2. We’re focusing too much on the external stressors, rather than how we manage our stress.
This brings me to one of my favourite messages in the Burnout book (so far)- there is a difference between the stressor and the stress. Our toddler throwing a huge tantrum in the middle of a shopping centre is a stressor. The embarrassment, frustration, despair we feel (i.e the physiological and psychological reaction) is the stress. Our boss demanding an unreasonable amount of work to be completed by a deadline is a stressor. The frustration, anger, resentment we feel as a result is stress.
Even when we remove the stressor, we still have to deal with the stress reaction in our bodies. As the authors of the book say – we must learn how to complete the stress cycle. They suggest a few very effective, evidence-based ways to do this, including physical activity, connection, affection, laughing, deep breathing.
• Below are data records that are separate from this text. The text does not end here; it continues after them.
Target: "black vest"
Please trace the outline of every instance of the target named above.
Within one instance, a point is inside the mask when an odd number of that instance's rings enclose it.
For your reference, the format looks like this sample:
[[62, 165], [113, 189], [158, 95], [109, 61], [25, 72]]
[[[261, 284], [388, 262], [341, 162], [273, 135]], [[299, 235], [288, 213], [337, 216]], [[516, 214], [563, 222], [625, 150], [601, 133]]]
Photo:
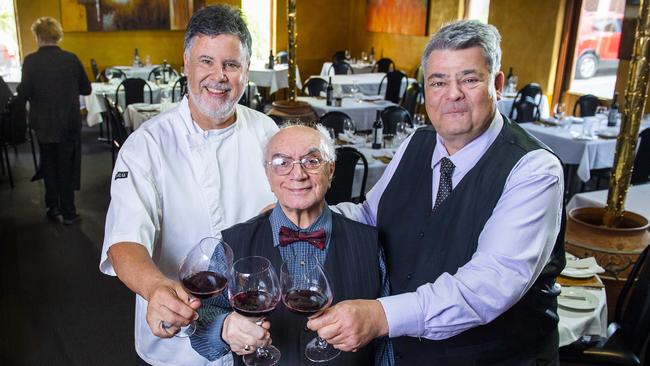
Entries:
[[[504, 118], [496, 140], [432, 211], [431, 158], [435, 145], [432, 128], [417, 130], [379, 202], [377, 227], [386, 251], [392, 294], [415, 291], [442, 273], [454, 275], [466, 264], [514, 165], [530, 151], [548, 150]], [[563, 238], [564, 221], [551, 261], [512, 308], [488, 324], [446, 340], [393, 339], [396, 364], [517, 364], [513, 360], [521, 359], [521, 355], [556, 352], [557, 293], [550, 288], [564, 267]]]
[[[280, 251], [273, 247], [270, 212], [222, 232], [232, 246], [235, 260], [251, 255], [268, 258], [276, 271], [282, 266]], [[332, 287], [332, 304], [348, 299], [376, 299], [381, 292], [379, 272], [379, 242], [373, 227], [332, 213], [325, 273]], [[278, 273], [279, 275], [279, 273]], [[305, 346], [316, 337], [307, 329], [307, 318], [291, 313], [284, 304], [278, 305], [267, 318], [271, 322], [271, 338], [282, 356], [280, 365], [317, 365], [305, 358]], [[243, 365], [241, 357], [233, 355], [235, 365]], [[341, 352], [327, 365], [374, 365], [375, 348], [371, 342], [357, 352]]]

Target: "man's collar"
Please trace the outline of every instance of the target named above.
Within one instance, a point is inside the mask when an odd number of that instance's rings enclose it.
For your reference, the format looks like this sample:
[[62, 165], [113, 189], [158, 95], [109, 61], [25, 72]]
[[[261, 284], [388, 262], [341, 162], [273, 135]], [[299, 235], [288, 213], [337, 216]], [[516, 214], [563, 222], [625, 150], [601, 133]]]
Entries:
[[[273, 246], [277, 247], [280, 244], [278, 240], [278, 233], [279, 233], [279, 228], [281, 226], [285, 226], [288, 227], [289, 229], [300, 231], [300, 232], [311, 232], [311, 231], [316, 231], [318, 229], [325, 229], [326, 232], [331, 231], [331, 229], [329, 229], [328, 227], [331, 227], [332, 211], [327, 206], [327, 204], [323, 205], [323, 211], [320, 213], [320, 216], [318, 216], [316, 221], [314, 221], [308, 227], [302, 229], [299, 228], [296, 224], [294, 224], [291, 220], [289, 220], [287, 215], [284, 214], [284, 211], [282, 211], [282, 207], [280, 206], [280, 203], [277, 202], [275, 204], [275, 207], [273, 207], [273, 211], [271, 211], [269, 220], [271, 220], [272, 223], [275, 223], [275, 225], [271, 225], [271, 227], [273, 228], [274, 231]], [[329, 242], [329, 238], [327, 241]]]

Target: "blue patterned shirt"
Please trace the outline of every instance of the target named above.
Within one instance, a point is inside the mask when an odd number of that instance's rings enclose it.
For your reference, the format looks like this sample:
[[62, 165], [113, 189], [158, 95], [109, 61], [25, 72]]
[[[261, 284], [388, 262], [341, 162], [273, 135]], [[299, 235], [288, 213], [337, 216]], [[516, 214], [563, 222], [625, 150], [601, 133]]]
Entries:
[[[273, 233], [273, 246], [278, 248], [282, 260], [291, 256], [315, 256], [320, 263], [325, 263], [327, 252], [330, 244], [332, 233], [332, 211], [327, 205], [324, 206], [321, 215], [305, 229], [301, 229], [294, 224], [284, 214], [279, 204], [276, 204], [269, 216], [271, 232]], [[280, 228], [285, 226], [291, 230], [299, 232], [312, 232], [320, 229], [325, 230], [325, 249], [320, 250], [306, 241], [297, 241], [291, 245], [280, 247]], [[390, 284], [386, 274], [386, 263], [384, 262], [384, 253], [380, 247], [379, 250], [379, 272], [381, 274], [382, 288], [380, 297], [390, 294]], [[224, 296], [203, 300], [203, 306], [198, 310], [200, 319], [197, 321], [197, 327], [194, 334], [190, 337], [192, 348], [200, 355], [210, 361], [225, 356], [230, 352], [230, 348], [221, 338], [221, 329], [226, 316], [232, 309]], [[394, 364], [393, 347], [388, 337], [382, 337], [375, 340], [375, 365], [390, 366]], [[236, 355], [235, 355], [236, 357]]]

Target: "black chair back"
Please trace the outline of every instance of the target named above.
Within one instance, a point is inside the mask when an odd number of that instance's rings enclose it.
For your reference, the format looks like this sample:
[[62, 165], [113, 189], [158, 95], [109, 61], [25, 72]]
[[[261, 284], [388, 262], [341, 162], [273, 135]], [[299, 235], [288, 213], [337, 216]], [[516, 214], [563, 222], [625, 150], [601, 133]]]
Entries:
[[174, 82], [174, 86], [172, 86], [172, 103], [176, 101], [176, 88], [178, 88], [178, 100], [183, 99], [187, 94], [187, 76], [181, 76]]
[[336, 51], [332, 55], [332, 62], [345, 61], [345, 51]]
[[[521, 88], [515, 100], [508, 117], [518, 123], [538, 121], [540, 118], [539, 106], [542, 103], [542, 88], [537, 83], [530, 83]], [[517, 115], [514, 115], [514, 112]]]
[[108, 116], [108, 123], [111, 129], [111, 155], [113, 166], [115, 166], [115, 157], [120, 148], [122, 148], [122, 145], [124, 145], [124, 141], [129, 136], [129, 132], [124, 125], [124, 116], [121, 108], [113, 103], [106, 94], [104, 94], [104, 103], [106, 104], [106, 115]]
[[[108, 75], [110, 74], [110, 75]], [[98, 82], [109, 82], [111, 79], [120, 79], [124, 80], [126, 79], [126, 74], [124, 71], [117, 69], [115, 67], [107, 67], [102, 72], [99, 73], [99, 76], [96, 77]]]
[[406, 92], [404, 92], [402, 107], [404, 107], [411, 116], [415, 116], [415, 113], [419, 110], [421, 102], [422, 89], [420, 88], [420, 84], [411, 83], [411, 85], [406, 88]]
[[345, 122], [346, 119], [350, 121], [352, 120], [350, 116], [348, 116], [343, 112], [332, 111], [332, 112], [325, 113], [318, 120], [318, 123], [322, 124], [327, 128], [333, 129], [336, 136], [338, 136], [339, 133], [343, 133], [343, 123]]
[[402, 88], [402, 80], [404, 78], [406, 78], [406, 75], [401, 71], [389, 72], [379, 82], [379, 90], [377, 91], [377, 95], [381, 95], [381, 87], [384, 84], [384, 80], [386, 80], [386, 94], [384, 96], [384, 99], [390, 100], [393, 103], [399, 103], [400, 99], [402, 99], [400, 89]]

But I believe the big message here is being aware of what we can control and not fixating on the things we can’t.
3. The patriarchy, social media and our cultural loss of ‘the village’
Haha do you like how I’ve grouped three MASSIVE issues into one little category?? Now we’re not going to solve these big issues today (trust me, I’ve tried with friends over a glass of wine MULTIPLE times), but I think to sum it up – the expectations on women, and particularly mothers, are greater than ever before, with less support than ever before. I’m just going to leave that there for now.